The first dividend of the Roberts ObamaCare opinion has now been paid:  yesterday’s Supreme Court ruling, by a 6/2 margin (including BREYER in the 6), that the Supremes must defer to the states when states adopt laws that ban or limit Affirmative Action plans or programs.  Yes, the Supremes did not go all the way and rule that AA plans are unconstitutional, it only ruled that anti-AA plans are not unconstitutional.  For example, Texas’s de facto AA plan remains legal (for now) –  you know, the one that the left adores, because it allows the state university to continue to discriminate against non-minority applicants by admitting minority students who graduate in the top 10% of a high school whose top 10% does not have very high test scores, while it rejects non-minority students with much higher test scores because they fell outside the top 10% of a high school whose top 10% has extraordinarily high test scores.  What the current case implies is that it would be perfectly OK, constitutionally speaking, if the Texas legislature were to reverse  itself and eliminate the 10% rule.

As this site has often opined, our Chief Justice plays the long game.  By resisting the temptation to rule ObamaCare unconstitutional, and by finding a somewhat tortured excuse to defer to the will of Congress, Chief Justice Roberts gambled that the country would survive the incompetence, weakness, and far-left partisanship of the Obama regime and, having survived them, would be the better and stronger for having a Supreme Court that had demonstrated both an iron will in resisting political temptation and a solid new precedent for the constitutional, legal, and political primacy of legislative acts – be they the acts of our national Congress or (as in yesterday’s ruling) those of a state.  For that matter, the ObamaCare ruling could conceivably be a part of both the legal and the  political-and-moral support for an eventual challenge to President Obama’s wanton disregard for the will of Congress when he issues Executive Orders and federal regulations that go far beyond – or directly contradict – the plain terms of federal laws adopted by Congress.
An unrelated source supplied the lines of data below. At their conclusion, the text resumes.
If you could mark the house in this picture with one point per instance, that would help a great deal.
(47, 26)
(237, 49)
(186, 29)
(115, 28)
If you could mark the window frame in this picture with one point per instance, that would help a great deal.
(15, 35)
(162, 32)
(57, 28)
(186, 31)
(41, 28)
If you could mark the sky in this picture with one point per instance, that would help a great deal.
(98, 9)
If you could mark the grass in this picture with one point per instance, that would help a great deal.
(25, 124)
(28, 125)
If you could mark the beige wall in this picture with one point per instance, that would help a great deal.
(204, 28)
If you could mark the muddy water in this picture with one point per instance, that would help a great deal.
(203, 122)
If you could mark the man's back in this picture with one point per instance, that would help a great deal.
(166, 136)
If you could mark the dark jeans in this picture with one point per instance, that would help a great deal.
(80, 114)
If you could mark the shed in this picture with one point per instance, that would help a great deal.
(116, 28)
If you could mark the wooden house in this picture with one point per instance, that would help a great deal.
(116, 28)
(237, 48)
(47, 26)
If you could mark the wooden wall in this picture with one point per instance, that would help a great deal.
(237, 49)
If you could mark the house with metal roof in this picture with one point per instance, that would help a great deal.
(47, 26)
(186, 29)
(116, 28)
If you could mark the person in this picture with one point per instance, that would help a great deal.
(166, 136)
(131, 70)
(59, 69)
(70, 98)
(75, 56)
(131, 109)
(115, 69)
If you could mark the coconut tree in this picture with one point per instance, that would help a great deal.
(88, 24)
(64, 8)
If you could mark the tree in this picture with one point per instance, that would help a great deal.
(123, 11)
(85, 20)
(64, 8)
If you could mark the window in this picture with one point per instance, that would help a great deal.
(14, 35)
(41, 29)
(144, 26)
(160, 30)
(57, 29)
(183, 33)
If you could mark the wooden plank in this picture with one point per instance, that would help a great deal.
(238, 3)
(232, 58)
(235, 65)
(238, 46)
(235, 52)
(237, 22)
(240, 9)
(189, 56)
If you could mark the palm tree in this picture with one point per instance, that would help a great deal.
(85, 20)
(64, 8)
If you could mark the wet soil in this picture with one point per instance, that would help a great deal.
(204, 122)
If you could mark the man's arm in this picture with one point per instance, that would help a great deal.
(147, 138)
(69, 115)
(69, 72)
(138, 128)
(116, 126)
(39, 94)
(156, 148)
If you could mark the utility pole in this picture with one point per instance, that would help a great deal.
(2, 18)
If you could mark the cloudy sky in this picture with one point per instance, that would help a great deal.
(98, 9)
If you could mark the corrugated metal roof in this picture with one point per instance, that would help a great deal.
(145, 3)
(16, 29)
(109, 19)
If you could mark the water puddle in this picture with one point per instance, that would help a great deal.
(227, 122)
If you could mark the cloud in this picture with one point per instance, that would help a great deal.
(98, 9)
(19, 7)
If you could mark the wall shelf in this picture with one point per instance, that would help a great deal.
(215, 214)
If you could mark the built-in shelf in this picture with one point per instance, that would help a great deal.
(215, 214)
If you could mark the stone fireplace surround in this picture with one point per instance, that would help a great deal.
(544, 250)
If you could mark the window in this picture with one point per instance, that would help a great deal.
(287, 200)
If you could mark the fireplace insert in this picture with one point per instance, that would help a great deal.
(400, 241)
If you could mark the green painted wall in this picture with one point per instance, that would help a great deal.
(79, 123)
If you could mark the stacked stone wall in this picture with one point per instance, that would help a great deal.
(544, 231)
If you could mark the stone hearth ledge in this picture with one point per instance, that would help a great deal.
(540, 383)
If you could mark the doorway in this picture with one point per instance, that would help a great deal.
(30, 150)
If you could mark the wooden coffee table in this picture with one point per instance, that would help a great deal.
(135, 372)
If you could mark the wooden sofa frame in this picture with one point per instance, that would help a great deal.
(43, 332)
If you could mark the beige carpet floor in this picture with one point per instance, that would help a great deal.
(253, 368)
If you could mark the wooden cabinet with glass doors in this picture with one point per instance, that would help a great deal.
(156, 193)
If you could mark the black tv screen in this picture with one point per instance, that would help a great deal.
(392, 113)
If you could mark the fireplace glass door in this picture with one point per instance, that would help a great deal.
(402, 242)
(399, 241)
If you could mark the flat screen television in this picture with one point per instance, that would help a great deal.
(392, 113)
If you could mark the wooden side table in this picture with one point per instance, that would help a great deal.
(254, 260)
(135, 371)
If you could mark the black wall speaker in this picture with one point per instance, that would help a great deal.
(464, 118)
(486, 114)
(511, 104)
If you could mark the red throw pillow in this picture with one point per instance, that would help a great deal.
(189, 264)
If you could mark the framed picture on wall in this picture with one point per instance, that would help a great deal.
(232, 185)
I am not at all certain that we will survive the Obama years as anything but a pathetic remnant of the great country we once were, but we now have only 2 ½ years to go.  Meanwhile, I have my doubts as to whether Roberts could have mustered the support of both Justice Kennedy and Justice Breyer in yesterday’s ruling had Roberts not led the Court to the decision it reached in the ObamaCare case.   I am not yet ready to declare myself a Roberts fan, but I am getting there.


  1. When the Supremes ruled on ACA it was prior to the election of 2012 and I believe that Roberts was counting on the electorate to correct the law by electing someone, (anyone) other than Obuma and to change the senate majority. He was playing “long ball” as you put it. Unfortunately, he as many of us did not realize yet how far we had dumbed down the electorate. Lets hope that November will change that.

  2. The experience of a supreme court opinion which is based on the application of reason and respect for the law is far less common, and thus more satisfying, than it ought to be .
    A very good day for our country.